NOTE: The below originally appeared as the editorial in our June 12 One Minute Week newsletter. To find out more, and sign up for free, please click here.
Three years ago the Chinese business jet market was as hot as the paper shredders at FIFA Headquarters are today.
The market is much cooler now. Following the anti-graft measures and slower growth it is possible that the Chinese fleet will fall this year. Jeff Lowe, managing director of Asian Sky Group, estimates that more than 50 Chinese aircraft are for sale. He expects OEMs to deliver 48 aircraft this year.
But – and everyone who lives in Asia gets fed up of having to say this – Asia is not just China. Speakers and delegates at our Fifth Annual Corporate Jet Investor Asia Conference in Singapore are all confident about rising demand for aircraft in the Philippines, Malaysia, Indonesia and Singapore. (And, despite anti-graft measures, the number of ACJs and BBJs going into China is rising). The Asian business jet fleet (like AsBAA its association) is continuing to grow strongly.

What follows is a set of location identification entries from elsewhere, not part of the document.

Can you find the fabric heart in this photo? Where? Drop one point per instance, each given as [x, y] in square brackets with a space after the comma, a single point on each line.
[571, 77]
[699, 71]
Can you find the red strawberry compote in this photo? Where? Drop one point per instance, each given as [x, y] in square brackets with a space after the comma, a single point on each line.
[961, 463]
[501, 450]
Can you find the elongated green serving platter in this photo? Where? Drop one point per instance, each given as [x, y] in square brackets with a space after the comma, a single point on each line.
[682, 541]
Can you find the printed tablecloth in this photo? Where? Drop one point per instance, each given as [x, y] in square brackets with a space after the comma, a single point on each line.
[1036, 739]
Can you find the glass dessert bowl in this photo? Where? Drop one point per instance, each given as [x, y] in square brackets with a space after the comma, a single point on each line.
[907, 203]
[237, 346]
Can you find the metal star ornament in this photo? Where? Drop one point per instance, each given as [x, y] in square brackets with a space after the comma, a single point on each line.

At Corporate Jet Investor London in February 2015: eight per cent of delegates were very optimistic about the next 12 months for the business jet market; 61 per cent fairly optimistic; and 29 per cent fairly pessimistic. Four months and 6,765 miles later, the feeling in Singapore has darkened. Just two percent were very optimistic and 47 percent fairly optimistic.
As in London, most delegates are more optimistic about their own firms than the market. This makes sense. Values and new aircraft deliveries may be falling but the number of transactions is rising.
And after a few Singapore Slings – a cocktail that celebrates its 100th anniversary this year – things look much rosier.